Bananera Noboa Representative Spoke about the IRS Gloss
Today, Fernando Alarcon, legal representative of Exportadora Bananera Noboa, gave a press conference in which he clarified the origin of the costs that the IRS is charging to the exporting company. According to the IRS, Bananera Noboa should cancel 90 million dollars for a gloss of the fiscal year 2005.
Alarcon explained the IRS has made a transfer pricing adjustment using the information from the US Department of Agriculture as database. According to that information each banana crate would cost a dollar.
“To establish the transfer pricing adjustment the IRS decided to compare the banana crate CIF value set for the arrival to a foreign port with the FOB value that is the one that Bananera Noboa uses to sell the fruit, but they used the database of the U.S. Department of Agriculture,” he said.
However, the wholesale market price (Terminal Market), as it appears in the database of the US Department of Agriculture, includes the prices for yellow fruit. Exportadora Bananera Noboa SA exports green fruit not yellow.
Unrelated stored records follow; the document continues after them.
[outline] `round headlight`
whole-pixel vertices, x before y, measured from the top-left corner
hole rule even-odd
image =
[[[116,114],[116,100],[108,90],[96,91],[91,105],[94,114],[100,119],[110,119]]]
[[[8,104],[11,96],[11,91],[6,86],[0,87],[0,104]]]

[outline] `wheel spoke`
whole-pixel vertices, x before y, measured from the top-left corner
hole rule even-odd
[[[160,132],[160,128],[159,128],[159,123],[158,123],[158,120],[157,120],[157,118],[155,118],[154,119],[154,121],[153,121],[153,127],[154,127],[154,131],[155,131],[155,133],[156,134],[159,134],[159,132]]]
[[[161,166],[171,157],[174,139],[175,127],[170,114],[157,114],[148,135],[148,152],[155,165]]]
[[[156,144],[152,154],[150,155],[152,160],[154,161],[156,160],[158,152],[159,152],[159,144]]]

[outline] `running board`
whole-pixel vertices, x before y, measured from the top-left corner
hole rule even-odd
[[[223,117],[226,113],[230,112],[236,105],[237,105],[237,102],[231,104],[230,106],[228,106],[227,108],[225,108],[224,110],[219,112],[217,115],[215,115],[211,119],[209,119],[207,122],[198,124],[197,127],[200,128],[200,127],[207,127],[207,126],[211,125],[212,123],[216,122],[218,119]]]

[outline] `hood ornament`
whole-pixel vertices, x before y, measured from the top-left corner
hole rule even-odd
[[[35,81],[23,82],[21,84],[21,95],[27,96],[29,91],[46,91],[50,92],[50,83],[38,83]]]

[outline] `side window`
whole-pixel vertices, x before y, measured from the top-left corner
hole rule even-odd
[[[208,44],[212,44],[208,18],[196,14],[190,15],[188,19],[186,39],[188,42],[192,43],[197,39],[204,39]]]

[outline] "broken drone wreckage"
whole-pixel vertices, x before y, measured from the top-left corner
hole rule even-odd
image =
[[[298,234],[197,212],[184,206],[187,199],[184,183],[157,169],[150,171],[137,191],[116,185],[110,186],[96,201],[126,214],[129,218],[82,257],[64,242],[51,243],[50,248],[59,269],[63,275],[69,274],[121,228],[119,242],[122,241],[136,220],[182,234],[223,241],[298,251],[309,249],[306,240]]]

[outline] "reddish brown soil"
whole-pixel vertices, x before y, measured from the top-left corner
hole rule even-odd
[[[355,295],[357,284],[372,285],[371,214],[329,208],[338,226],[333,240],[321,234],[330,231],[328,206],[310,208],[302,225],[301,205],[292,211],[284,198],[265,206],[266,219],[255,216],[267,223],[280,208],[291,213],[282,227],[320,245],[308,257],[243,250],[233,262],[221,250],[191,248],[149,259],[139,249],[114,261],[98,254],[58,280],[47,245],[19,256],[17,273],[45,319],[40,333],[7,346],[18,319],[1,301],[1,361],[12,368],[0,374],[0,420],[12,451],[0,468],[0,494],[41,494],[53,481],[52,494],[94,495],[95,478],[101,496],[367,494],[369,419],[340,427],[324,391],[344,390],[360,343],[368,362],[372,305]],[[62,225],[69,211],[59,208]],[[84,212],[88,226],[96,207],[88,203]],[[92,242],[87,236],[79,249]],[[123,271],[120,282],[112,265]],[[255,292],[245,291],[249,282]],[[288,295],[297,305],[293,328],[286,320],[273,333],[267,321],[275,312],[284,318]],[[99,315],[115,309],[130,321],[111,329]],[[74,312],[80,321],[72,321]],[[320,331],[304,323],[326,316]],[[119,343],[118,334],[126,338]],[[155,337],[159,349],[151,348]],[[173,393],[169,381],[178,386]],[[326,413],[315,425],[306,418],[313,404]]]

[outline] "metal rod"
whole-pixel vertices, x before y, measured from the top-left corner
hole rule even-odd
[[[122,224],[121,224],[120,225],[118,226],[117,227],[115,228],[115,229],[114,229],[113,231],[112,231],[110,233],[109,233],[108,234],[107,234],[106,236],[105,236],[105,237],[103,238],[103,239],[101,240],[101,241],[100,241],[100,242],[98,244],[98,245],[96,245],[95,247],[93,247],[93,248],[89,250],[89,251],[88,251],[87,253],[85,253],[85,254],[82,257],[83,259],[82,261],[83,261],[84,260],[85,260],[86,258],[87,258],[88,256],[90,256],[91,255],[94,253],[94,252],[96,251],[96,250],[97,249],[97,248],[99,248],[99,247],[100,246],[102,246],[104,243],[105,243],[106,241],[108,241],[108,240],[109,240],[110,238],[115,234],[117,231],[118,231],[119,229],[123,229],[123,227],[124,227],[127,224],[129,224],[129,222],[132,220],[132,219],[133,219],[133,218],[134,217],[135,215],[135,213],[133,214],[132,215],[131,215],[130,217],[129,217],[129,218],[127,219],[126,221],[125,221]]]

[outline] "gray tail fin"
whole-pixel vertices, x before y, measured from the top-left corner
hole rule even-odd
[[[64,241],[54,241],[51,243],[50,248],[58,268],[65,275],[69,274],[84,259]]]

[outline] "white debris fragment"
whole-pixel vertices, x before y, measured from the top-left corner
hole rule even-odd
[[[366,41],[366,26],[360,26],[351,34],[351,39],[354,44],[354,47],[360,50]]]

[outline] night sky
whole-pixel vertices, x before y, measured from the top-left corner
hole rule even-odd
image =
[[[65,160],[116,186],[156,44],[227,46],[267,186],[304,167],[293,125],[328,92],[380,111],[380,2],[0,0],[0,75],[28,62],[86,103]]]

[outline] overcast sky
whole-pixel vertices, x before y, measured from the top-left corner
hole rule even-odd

“In the price of the yellow fruit there are included the extra following costs more than those of the CIF: boat landing, fruit shipment to the truck that takes it from the port to the ripening rooms, the cost of the ripening rooms, the cost of transportation of the fruit from the ripening rooms to the supermarkets, the costs existing in the banana marketing chain, but that was not taken into account by the IRS and they should do it if they want to reach the CIF or FOB values in order to avoid applying a price from the wholesale market. That is why this is not comparable or applicable,” he said.
Besides that Alarcon said the SRI charged Bananera Noboa un unreal freight cost (one dollar per crate) which is well below to what is actually used in the market.
Legal agent of Bananera asked the IRS to take into account the recently exposed arguments in the appeal that was presented by the company in May 2010.